According to Dr Ranjana Dhanu, Consultant Gynaecology and Obstetrics at Khar's PD Hinduja Hospital & Medical Research Centre, “In view of early diagnosis, unilateral ovarian sparing surgery can be performed hence enhancing the fertility potential. The second option that can be offered to a patient is cryo preservation of the oocytes or a patient who is married can also opt for embryo preservation. Oocyte storage and embryo storage requires a certain amount of stimulation, requiring at least a period of two to three weeks and this can best be planned when a patient is going through her counselling for further care of the primary disease (ovarian cancer) that the eggs can be stored for future use.”

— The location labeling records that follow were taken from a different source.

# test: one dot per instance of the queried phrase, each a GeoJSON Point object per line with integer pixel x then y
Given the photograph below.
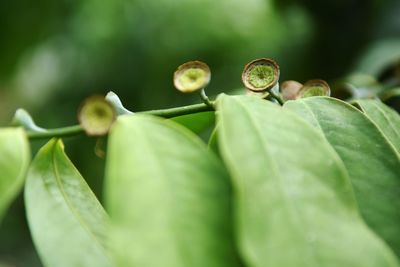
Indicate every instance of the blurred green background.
{"type": "Point", "coordinates": [53, 54]}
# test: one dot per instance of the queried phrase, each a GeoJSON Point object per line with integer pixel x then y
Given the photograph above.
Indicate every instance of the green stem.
{"type": "Point", "coordinates": [277, 98]}
{"type": "Point", "coordinates": [57, 132]}
{"type": "Point", "coordinates": [165, 113]}
{"type": "Point", "coordinates": [205, 98]}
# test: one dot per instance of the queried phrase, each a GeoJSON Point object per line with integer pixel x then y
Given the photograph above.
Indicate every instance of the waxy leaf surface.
{"type": "Point", "coordinates": [14, 162]}
{"type": "Point", "coordinates": [387, 119]}
{"type": "Point", "coordinates": [168, 197]}
{"type": "Point", "coordinates": [370, 159]}
{"type": "Point", "coordinates": [197, 122]}
{"type": "Point", "coordinates": [67, 223]}
{"type": "Point", "coordinates": [294, 203]}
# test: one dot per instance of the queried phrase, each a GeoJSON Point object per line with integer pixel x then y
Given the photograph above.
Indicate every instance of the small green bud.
{"type": "Point", "coordinates": [260, 75]}
{"type": "Point", "coordinates": [314, 88]}
{"type": "Point", "coordinates": [262, 95]}
{"type": "Point", "coordinates": [192, 76]}
{"type": "Point", "coordinates": [117, 104]}
{"type": "Point", "coordinates": [96, 116]}
{"type": "Point", "coordinates": [290, 89]}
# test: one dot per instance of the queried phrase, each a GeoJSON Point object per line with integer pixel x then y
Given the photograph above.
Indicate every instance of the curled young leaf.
{"type": "Point", "coordinates": [260, 75]}
{"type": "Point", "coordinates": [192, 76]}
{"type": "Point", "coordinates": [96, 116]}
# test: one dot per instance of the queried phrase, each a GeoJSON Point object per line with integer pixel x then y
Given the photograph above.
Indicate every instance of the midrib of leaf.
{"type": "Point", "coordinates": [292, 210]}
{"type": "Point", "coordinates": [70, 205]}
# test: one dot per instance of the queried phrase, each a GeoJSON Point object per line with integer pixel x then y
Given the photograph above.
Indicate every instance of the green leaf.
{"type": "Point", "coordinates": [371, 161]}
{"type": "Point", "coordinates": [294, 203]}
{"type": "Point", "coordinates": [67, 223]}
{"type": "Point", "coordinates": [387, 119]}
{"type": "Point", "coordinates": [14, 161]}
{"type": "Point", "coordinates": [169, 198]}
{"type": "Point", "coordinates": [197, 122]}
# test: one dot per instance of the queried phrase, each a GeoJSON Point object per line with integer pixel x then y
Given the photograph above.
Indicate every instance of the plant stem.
{"type": "Point", "coordinates": [57, 132]}
{"type": "Point", "coordinates": [205, 98]}
{"type": "Point", "coordinates": [276, 97]}
{"type": "Point", "coordinates": [165, 113]}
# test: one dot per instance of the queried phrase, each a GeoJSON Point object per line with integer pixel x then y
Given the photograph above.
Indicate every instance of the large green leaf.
{"type": "Point", "coordinates": [294, 203]}
{"type": "Point", "coordinates": [197, 122]}
{"type": "Point", "coordinates": [14, 161]}
{"type": "Point", "coordinates": [370, 159]}
{"type": "Point", "coordinates": [67, 223]}
{"type": "Point", "coordinates": [169, 198]}
{"type": "Point", "coordinates": [387, 120]}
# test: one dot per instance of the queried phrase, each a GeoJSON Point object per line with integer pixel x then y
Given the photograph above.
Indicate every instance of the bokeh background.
{"type": "Point", "coordinates": [53, 54]}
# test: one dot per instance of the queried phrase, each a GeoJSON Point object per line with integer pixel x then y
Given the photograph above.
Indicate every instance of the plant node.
{"type": "Point", "coordinates": [192, 76]}
{"type": "Point", "coordinates": [260, 75]}
{"type": "Point", "coordinates": [96, 116]}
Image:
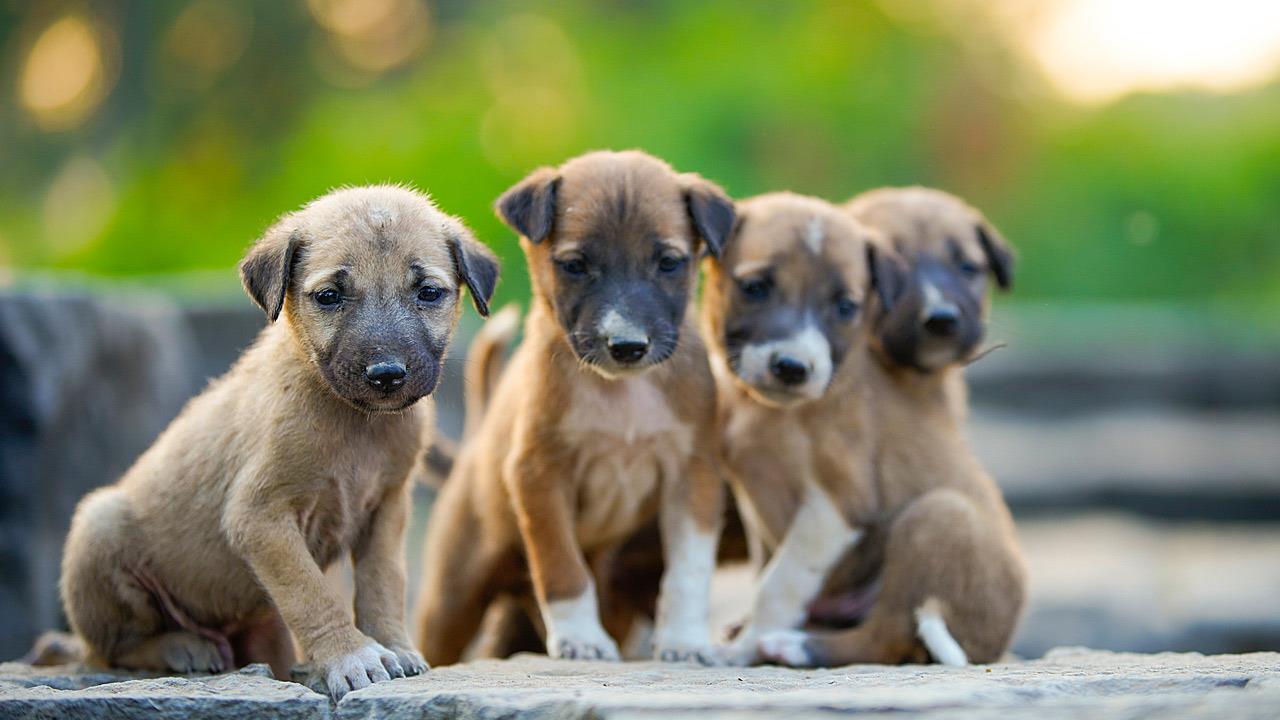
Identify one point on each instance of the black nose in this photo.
(942, 322)
(789, 370)
(385, 376)
(627, 350)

She shared, “Women with previous familial history and prevalence of the BRCA1 are also advised to empirically see a fertility specialist in order to consider the option of fertility preservation. With advances in assisted reproduction, it has been possible to see some light at the end of the tunnel for younger women who have been affected by the disease to have an opportunity to prove their fertility by themselves or in cases where they have to undergo hysterectomy, the eggs can be used in the form of surrogacy for helping them achieve their reproductive goals.”